“That's the reason you didn't write me! That's why you don't want to see me, eh? So he's keeping you! And that's why you resigned from the studio!”
The atrocity of this slander was too much. With a little cat-like yowl she went for him, dropping the broken photograph and spreading all ten claws.
He caught her arms and held them apart where she could scratch nothing more than his wrists, which she did venomously. The cat tribe is a bad tribe to fight at close quarters. One must kill or break loose.
When Kedzie tried to bite him, Gilfoyle realized that she was in no mood for argument. He dragged her to the living-room door and then flung her as far as he could from him. She toppled over into a chair and began to cry.
It was not a pretty scene. Gilfoyle took out his handkerchief and pressed it to his face and the bridge of his nose. Then he looked at the red marks and held them out for her to observe:
“See what you did to me!”
“I'm glad of it,” she snapped. “I wish I'd torn your eyes out.”
This alone would not necessarily have proved that she did not love him devotedly, but in this case it corroborated a context of hatred. Gilfoyle felt rebuffed. There was a distinct lack of hospitality in her welcome. This reception was the very opposite of his imagined rencounter.

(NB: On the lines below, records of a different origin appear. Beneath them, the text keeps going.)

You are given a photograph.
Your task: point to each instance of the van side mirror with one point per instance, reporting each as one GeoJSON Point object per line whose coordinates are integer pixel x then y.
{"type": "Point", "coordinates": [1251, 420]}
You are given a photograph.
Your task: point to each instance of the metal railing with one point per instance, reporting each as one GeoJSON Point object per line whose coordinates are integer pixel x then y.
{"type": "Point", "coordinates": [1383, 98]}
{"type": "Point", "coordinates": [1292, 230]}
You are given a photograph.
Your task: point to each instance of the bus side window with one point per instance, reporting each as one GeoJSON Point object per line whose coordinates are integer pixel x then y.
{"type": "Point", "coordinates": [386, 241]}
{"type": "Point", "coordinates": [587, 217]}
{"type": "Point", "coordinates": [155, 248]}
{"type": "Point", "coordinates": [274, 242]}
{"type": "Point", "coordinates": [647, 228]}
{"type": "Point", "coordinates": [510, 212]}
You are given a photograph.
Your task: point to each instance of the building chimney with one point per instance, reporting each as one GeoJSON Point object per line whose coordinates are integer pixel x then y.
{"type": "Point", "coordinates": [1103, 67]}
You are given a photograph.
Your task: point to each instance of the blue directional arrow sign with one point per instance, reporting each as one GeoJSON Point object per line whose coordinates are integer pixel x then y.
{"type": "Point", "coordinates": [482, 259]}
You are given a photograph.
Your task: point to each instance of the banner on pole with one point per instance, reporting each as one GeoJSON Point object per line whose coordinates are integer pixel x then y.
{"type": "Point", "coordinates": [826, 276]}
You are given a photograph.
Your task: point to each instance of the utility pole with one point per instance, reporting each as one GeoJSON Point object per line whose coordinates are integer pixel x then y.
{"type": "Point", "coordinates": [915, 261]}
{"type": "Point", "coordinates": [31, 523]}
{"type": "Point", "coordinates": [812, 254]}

He did what a man usually does, revealing a masculine inability to argue with a woman. He told her all her faults of omission and commission as if that would bring her to a reconciliating humor. She listened awhile, and then answered, with a perfect logic that baffled him:
“All you say only goes to show that you don't love me. You never did. You went away and left me. I might have starved, for all you cared. But I've worked like a dog, and now that I've had a little success you come back and say: 'How's the little wife? Where's the little kiss?' Agh! And you dare to kiss me! And then you slander me. You don't give me credit for these plain little rooms that I rent with my own hard-earned money. You couldn't imagine me living in a place like this unless some man paid for it. Heaven knows I'd have lived with you long enough before I ever had a decent home. Humph! Well, I guess so! Humph!”